We were also happy to have our Mojo bars, though a dog heard our crinkling wrappers and came over to see what offering we might make to her. "Friend," I said to her, "Trust me: nobody comes between Betsy and her honey-nut-pretzel snack." She stared intently at Betsy long enough that I began to wonder if Betsy should give up the bar to a being that might one day be reincarnated as a faculty member in her Division. But at that point, the dog wandered off, and we were rejoined by our hiking companions and started the long hike down...then up...then down for good, Dashi ever watchful over us.
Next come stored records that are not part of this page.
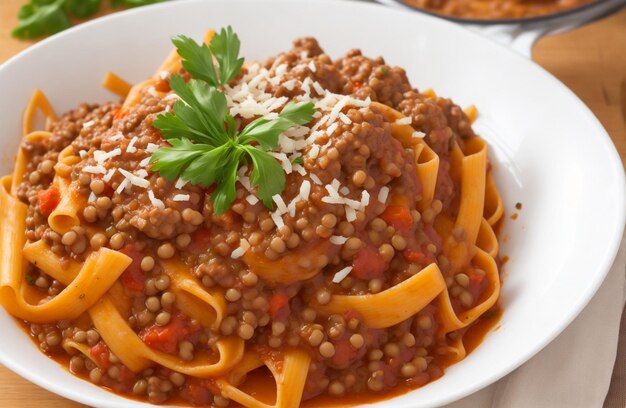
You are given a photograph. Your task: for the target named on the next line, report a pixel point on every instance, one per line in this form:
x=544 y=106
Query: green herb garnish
x=206 y=148
x=46 y=17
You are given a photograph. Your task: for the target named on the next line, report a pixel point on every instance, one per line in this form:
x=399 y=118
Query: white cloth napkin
x=575 y=369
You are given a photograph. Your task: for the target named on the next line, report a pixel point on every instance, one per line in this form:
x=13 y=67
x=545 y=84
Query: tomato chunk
x=48 y=200
x=368 y=263
x=165 y=338
x=279 y=306
x=133 y=277
x=100 y=353
x=399 y=217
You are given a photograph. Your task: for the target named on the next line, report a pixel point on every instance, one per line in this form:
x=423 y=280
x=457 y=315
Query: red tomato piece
x=165 y=338
x=100 y=353
x=399 y=217
x=133 y=277
x=279 y=306
x=368 y=263
x=48 y=200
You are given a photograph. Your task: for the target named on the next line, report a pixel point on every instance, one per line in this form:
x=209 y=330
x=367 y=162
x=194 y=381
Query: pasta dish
x=279 y=234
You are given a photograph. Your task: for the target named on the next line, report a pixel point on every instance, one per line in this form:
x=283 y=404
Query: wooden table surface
x=590 y=60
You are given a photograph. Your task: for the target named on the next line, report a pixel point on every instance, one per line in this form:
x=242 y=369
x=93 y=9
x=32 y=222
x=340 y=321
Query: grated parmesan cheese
x=109 y=175
x=316 y=179
x=331 y=129
x=151 y=148
x=365 y=200
x=344 y=118
x=117 y=136
x=180 y=183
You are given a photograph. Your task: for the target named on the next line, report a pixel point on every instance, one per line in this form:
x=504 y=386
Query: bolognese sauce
x=352 y=222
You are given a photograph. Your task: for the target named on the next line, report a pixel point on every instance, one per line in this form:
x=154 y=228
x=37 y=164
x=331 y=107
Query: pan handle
x=521 y=37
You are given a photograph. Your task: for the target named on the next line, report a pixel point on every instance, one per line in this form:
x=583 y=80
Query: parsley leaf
x=199 y=116
x=83 y=8
x=226 y=192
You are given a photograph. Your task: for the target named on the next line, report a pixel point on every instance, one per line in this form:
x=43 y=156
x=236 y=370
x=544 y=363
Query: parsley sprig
x=206 y=147
x=46 y=17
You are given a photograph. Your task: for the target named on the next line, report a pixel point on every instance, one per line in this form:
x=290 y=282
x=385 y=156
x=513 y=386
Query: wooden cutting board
x=591 y=61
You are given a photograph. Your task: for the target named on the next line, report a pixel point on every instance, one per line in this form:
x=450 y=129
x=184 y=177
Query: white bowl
x=549 y=152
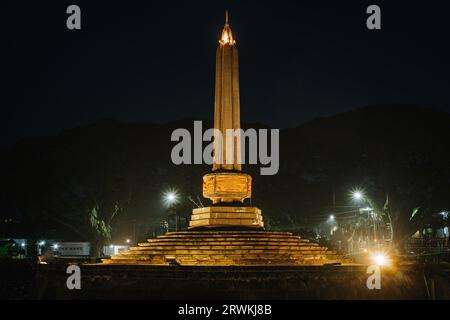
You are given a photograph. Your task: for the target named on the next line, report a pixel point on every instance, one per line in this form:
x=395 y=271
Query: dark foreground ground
x=20 y=281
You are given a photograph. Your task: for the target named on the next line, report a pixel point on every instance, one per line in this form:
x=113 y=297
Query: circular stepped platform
x=226 y=248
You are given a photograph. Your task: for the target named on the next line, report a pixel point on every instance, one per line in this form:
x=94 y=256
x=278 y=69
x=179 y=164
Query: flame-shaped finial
x=227 y=35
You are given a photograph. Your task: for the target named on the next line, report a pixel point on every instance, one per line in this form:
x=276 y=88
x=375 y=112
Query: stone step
x=231 y=247
x=222 y=256
x=225 y=244
x=293 y=238
x=229 y=235
x=221 y=233
x=233 y=251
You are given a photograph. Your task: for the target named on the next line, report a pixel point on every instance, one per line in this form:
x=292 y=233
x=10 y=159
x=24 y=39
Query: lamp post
x=171 y=198
x=359 y=196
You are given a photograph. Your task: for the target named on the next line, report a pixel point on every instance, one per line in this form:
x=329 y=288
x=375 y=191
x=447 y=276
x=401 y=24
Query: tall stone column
x=227 y=104
x=227 y=186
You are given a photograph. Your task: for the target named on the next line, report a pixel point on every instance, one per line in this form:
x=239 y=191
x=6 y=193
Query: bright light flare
x=170 y=197
x=357 y=195
x=380 y=259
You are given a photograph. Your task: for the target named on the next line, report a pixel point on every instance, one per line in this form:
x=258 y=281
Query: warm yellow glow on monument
x=227 y=35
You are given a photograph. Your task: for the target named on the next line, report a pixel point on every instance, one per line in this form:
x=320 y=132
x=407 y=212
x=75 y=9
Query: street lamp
x=357 y=195
x=170 y=197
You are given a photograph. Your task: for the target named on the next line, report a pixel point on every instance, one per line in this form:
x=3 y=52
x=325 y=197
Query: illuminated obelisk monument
x=227 y=186
x=227 y=233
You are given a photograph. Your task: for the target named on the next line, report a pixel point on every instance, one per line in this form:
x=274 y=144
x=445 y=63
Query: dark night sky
x=154 y=61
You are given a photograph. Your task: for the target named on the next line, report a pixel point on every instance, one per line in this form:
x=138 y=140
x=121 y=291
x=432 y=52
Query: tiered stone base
x=226 y=216
x=226 y=248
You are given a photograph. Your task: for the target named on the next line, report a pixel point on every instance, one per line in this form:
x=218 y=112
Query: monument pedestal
x=225 y=216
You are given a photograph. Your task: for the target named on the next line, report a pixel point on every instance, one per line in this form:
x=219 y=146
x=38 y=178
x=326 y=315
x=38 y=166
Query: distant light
x=357 y=195
x=170 y=197
x=380 y=259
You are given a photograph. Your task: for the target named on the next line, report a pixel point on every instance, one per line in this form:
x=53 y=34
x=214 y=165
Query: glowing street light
x=380 y=259
x=357 y=195
x=170 y=197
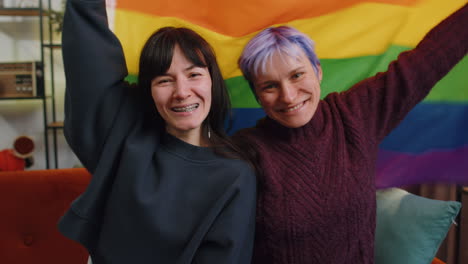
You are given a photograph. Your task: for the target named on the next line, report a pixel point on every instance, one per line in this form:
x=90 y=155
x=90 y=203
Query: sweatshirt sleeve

It was a privilege to see a place of such significance to these people, and to see how generous they are in sharing it with outsiders. They take great pride in its beauty, as well they should. It was one of the most amazing experiences I've ever had. Even the sore muscles I have as I write this early the next morning feel comforting, a reminder, I guess, of a perfect hike in a holy place under a bright blue sky high among the tallest mountains in the world.

Today, we're off to Thimphu with the suitcase full of protein, leaving our beautiful room at the Haven Resort. Lazhimbe jon! Goodbye!